4.5 Performance evaluation with existing systems

The proposed method is compared on the basis of CA, CE, precision, sensitivity, FM, and AUROC. It is worth to mention that the proposed model yields superior results in comparison to the various existing schemes as shown in the Table 11. The best outcome is observed on the PIDD + SM data set. The outcome of the considered performance indicators namely CA, CE, precision, sensitivity, FM and AUROC are 82.1256, 17.8744, 0.8070, 0.8598, 0.8326 and 0.8511, respectively. The second-best outcome is observed on PIDD + SM + GA data set. The outcome of the considered performance indicators namely CA, CE, precision, sensitivity, FM and AUROC are 80.1932, 19.8068, 0.7797, 0.8598, 0.8178 and 0.8490, respectively. The third best outcome is observed on both PIDD and PIDD + GA dataset. The outcome of the considered performance indicators namely CA, CE, precision, sensitivity, FM and AUROC are 79.5539, 20.4461, 0.7910, 0.5638, 0.6584 and 0.7619, respectively.

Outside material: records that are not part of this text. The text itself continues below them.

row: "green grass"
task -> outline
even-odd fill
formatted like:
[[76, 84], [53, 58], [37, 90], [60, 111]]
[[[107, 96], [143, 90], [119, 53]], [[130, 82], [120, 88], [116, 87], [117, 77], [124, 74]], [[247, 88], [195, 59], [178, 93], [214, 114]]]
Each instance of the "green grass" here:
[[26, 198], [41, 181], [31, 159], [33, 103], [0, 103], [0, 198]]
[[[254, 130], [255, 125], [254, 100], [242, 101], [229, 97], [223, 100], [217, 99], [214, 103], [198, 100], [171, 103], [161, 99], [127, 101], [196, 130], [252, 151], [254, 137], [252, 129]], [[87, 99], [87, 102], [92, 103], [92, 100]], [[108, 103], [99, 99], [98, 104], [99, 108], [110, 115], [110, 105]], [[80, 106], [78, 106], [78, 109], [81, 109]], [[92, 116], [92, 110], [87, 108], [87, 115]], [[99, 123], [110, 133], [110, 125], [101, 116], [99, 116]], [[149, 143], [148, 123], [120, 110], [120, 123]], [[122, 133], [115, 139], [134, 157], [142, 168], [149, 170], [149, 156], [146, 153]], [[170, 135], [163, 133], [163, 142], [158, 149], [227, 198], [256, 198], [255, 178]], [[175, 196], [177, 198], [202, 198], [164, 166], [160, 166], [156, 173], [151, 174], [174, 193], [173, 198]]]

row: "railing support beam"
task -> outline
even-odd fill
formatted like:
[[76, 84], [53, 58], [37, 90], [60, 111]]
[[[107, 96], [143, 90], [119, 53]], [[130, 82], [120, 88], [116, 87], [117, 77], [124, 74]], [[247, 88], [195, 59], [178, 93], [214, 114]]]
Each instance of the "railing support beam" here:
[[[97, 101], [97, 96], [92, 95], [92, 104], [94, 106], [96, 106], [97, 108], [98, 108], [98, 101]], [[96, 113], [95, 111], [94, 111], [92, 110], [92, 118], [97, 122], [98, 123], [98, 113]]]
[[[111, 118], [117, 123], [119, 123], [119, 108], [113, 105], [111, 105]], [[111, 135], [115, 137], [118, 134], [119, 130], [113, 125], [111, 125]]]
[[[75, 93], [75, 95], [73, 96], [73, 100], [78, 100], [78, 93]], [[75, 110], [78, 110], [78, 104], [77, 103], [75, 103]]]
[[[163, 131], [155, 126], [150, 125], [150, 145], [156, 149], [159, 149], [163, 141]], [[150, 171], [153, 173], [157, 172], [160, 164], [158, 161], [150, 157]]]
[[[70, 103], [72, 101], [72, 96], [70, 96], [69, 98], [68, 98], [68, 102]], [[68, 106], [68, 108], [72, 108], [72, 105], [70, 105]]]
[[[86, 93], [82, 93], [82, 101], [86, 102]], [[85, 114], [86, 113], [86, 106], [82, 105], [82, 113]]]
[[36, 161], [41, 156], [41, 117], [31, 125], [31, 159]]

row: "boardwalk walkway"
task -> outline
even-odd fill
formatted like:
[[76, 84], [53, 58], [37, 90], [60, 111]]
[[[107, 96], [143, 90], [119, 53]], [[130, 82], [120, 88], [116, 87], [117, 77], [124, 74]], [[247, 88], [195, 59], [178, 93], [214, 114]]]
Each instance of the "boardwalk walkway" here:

Table 11 Performance evaluation with other existing methods

The proposed PMSGD model addresses the issues of missing values, outlier detection and its handling in pre-processing. The dataset used in this work suffers from class imbalance problem. The proposed model solves this problem by oversampling the minority class using SMOTE that yields high-quality training datasets. Important attributes in the datasets are selected via feature selection method to eliminate the insignificant features to generate high-quality datasets using Correlation and GA. This reduced dimension of the dataset lowers the training complexity and solves the issues of over fitting. Further the processed data is used to predict whether the testing instance is suffering from diabetes or not. The remarkable observation observed in this experimentation is that the proposed PMSGD model outperforms other techniques as given in [45, 46]. The best outcome achieved by the proposed system in terms of CA, CE, precision, sensitivity, FM and AUROC is 82.1256%, 17.8744%, 0.8070%, 0.8598, 0.8326 and 0.8511, respectively.

5 Conclusion

In this paper, a novel PMSGD prediction model is proposed for diabetes disease classification that also addresses the problems of data imbalance, curse of dimensionality and missing data values in the diabetes datasets. The difficulty of dealing with imbalanced data sets is that most AI approaches neglect the minority class thereby leading to inconsistent results. In this regard, the proposed model uses SMOTE to oversample the minority class in its pre-processing stage whereas makes use of correlation and GA to extract significant features. Through simulation of feature selection, it is observed that Glucose, BMI, Diabetes Pedigree Function and Age are the significant features of individuals in the PIDD. On the basis of the outcome of feature selection, the training and testing sets are formed. The training set is used to train the proposed PMSGD prediction model and testing set is used to test its efficacy. The proposed model outperforms the existing models in terms of various metrics such as CA, CE, precision, sensitivity, FM, and AUROC. The best outcome achieved by the proposed system in terms of CA, CE, precision, sensitivity, FM and AUROC is 82.1256%, 17.8744%, 0.8070%, 0.8598, 0.8326 and 0.8511, respectively. In future work, the proposed model can be tested for automatic diabetes analysis and prediction with high precision. Testing its applicability to diagnose other diseases can serve as another research direction. Also, pruning the rule sets of the proposed PMSGD model can be an interesting future research work. Furthermore, implementation of various nature-inspired algorithms such as PSO, ACO, grass hopper optimization, grey wolf optimization, Jaya algorithm or fruit fly optimization may be investigated so as to increase the accuracy and reduce the dimensionality of the dataset and consequently mitigate the time complexity.